The co-op remained "committed to a pathway that would maximise value of these businesses for our farmer shareholders and unit holders".
He said alongside this, Fonterra had "revised our strategy to have a sharper focus on the Co-op’s strengths and where we can best create value".
"We will be sharing this revised strategy, as well as the outcomes shareholders and unit holders can expect from the co-op, next week."
Fonterra chairman Peter McBride said during the 2024 financial year the co-op received "unsolicited interest" in parts of the consumer businesses.
"The world has changed. We have entered a new era of global competition, not cooperation," he said.
"It’s a more expensive, competitive and volatile world where customer expectations are evolving, and New Zealand milk and capital are becoming scarcer.
"Having a co-op that is aligned to our comparative advantage is fundamental. The strategic review has clarified the parts of the business that generate the greatest returns for farmers today, and highlighted where we see further headroom for growth," McBride said.
17 Comments
Cote d Azur
Nothing stopping you from developing Tech and Bio tech now, just go and do it given it so easy, in the mean time keep your disparaging remarks to your self.
Dairy exports continues to allow the current lifestyle and standard of living for the Nz population.
I understand the sentiment; perhaps you are addressing it the wrong way.
NZ's food and fibre makes up less than 11 percent of NZ's GDP but makes up 80 percent of merchandise exports and 67 percent of total exports.
The way I read this is that the remaining 89% of economy is barely producing enough of anything that the world is willing to buy at a premium.
Auckland makes up 38 percent of NZ's GDP but barely contributes 8-9 percent of the country's exports, much of which I suspect is from clipping tickets as a gateway to the regions.
Look at you figuring out what an economy means. Did you think until now it was just a bunch of sectors operating in complete silos.
Jokes aside, 11% still paints a concerning picture of the lack of export diversification in NZ. We are 56th in the world on export complexity just below Ukraine.

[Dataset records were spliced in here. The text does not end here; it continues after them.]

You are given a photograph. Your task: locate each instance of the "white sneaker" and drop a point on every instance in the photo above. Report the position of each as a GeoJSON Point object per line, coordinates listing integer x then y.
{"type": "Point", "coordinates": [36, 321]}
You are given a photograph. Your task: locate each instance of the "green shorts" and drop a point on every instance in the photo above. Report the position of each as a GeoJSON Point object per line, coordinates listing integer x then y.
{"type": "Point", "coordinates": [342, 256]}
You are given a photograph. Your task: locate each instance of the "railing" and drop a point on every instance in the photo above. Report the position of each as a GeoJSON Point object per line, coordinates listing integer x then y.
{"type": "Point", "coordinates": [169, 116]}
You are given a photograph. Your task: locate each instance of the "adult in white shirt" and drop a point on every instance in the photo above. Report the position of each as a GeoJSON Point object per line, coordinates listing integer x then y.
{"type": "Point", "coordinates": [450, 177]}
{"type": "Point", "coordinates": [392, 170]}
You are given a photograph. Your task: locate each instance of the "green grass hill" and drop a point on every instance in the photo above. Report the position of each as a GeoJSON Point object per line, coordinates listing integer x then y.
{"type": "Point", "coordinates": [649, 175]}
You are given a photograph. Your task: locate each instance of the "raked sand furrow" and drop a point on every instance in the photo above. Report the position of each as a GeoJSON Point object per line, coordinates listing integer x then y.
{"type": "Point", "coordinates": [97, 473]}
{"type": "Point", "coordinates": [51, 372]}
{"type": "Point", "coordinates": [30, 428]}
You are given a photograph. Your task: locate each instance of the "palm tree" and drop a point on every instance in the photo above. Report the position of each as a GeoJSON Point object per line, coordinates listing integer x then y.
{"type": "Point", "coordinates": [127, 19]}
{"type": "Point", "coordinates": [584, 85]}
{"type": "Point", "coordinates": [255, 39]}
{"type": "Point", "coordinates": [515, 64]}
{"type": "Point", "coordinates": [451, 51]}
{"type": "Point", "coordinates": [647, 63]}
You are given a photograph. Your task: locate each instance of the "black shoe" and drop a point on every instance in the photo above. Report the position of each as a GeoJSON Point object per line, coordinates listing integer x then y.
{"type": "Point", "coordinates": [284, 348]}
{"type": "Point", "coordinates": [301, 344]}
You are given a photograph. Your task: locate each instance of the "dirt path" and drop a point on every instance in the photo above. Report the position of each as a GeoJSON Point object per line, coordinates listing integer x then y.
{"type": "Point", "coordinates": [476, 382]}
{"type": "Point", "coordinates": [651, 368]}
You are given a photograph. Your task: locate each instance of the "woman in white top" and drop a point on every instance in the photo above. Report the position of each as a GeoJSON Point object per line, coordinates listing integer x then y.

We are walking a very fine line when Europe production is down because of Government enforced environmental regulations to reduce agriculture's impact on climate change.
We get to reap the benefit of less global competition but only until processors and retailers force the same rules on NZ. It is coming - look at Nestle's increasingly frequent public statements on how we need to improve.
The really good news is Dairy still has a profitable future - even without China.
New Zealand is a low population, isolated country, with a a perfect climate for growing cheap grass. Other than pretty mountains for tourists to look at, what else do we have going for us, that would allow us to compete with the rest of the world on any other industry?
People who say the sun will set on the dairy industry, don't understand the unmatched efficiency of ruminant animals to turn crude protein into a source of protein humans can ingest (which is different from digest). It would defy the laws of physics, if a machine came along that could produce milk or meat as environmentally or energy efficiently anywhere close to that of a ruminant animal. It will never happen and it's why lab grown meat/milk products will continue to fail.
Huge technological advancements are being made in the NZ dairy industry. Just look at all the wearables and their ability to reduce reliance on labour. The down the throat monitoring devices will be a game changer. If anything we should be investing more in agriculture to develop these technologies ourselves, so that we can sell it to the rest of the world.